Para os caminhoneiros, apesar da abundância de fretes, os ganhos são baixos. Para compensar essa pouca rentabilidade, os caminhoneiros precisam trabalhar até 20 horas por dia, e ficam em viagens direto por até 30 dias.

As viagens são tão duras, com situações tão degradantes, que alguns motoristas chegam a morrer no caminhão. Foi o caso de Ni Wanhui e sua esposa Li Chan, que viajavam por uma das estradas mais difíceis do país. Ele seguiam pela rota de Chongqing, Qinghai para o Tibete, uma estrada perigosa de 3.800 quilômetros de extensão, que passa por áreas montanhosas.

Quando foram encontrados pela polícia, os dois estavam mortos, aparentemente por hipóxia aguda, uma falta de oxigênio nos tecidos do corpo, por causa da altitude, de 4.600 metros acima do nível do mar.

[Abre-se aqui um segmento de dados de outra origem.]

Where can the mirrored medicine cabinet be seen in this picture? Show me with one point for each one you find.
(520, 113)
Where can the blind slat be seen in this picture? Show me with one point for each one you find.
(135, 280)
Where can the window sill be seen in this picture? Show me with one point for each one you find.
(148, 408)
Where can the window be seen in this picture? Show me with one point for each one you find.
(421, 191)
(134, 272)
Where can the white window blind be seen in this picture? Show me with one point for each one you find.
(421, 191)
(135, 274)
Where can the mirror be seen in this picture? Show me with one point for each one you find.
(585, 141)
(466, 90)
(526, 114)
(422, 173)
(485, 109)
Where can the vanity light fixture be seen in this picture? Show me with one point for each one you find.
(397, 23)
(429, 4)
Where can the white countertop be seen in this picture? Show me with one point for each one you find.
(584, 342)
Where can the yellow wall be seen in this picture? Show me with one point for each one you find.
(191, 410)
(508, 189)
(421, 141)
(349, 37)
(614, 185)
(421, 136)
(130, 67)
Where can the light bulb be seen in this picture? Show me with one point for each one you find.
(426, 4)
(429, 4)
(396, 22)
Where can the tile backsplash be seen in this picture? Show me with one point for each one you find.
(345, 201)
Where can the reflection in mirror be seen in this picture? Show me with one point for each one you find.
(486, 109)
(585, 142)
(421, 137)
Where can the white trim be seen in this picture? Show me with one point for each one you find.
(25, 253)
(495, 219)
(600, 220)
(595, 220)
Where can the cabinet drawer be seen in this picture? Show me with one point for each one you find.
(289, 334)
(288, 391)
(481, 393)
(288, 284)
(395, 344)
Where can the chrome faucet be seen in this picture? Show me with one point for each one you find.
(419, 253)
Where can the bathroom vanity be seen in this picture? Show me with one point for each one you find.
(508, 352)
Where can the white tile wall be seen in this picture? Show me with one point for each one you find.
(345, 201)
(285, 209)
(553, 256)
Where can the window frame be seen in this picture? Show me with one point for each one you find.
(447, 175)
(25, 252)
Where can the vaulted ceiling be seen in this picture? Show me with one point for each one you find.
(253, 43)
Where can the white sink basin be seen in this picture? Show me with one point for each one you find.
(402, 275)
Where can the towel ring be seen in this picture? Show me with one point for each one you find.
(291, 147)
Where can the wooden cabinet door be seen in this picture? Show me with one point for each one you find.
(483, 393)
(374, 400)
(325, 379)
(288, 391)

Eles eram bastante conhecidos na China por causa de uma série de vídeos em uma rede social chinesa, onde contavam sua rotina. Eles tinham cerca de 214 mil seguidores.

A morte dos dois acendeu um alerta nacional por causa das terríveis condições de trabalho dos caminhoneiros chineses. Os caminhoneiros são responsáveis por cerca de 76% de todo o frete na China. O restante se divide em trens, navios e aviões.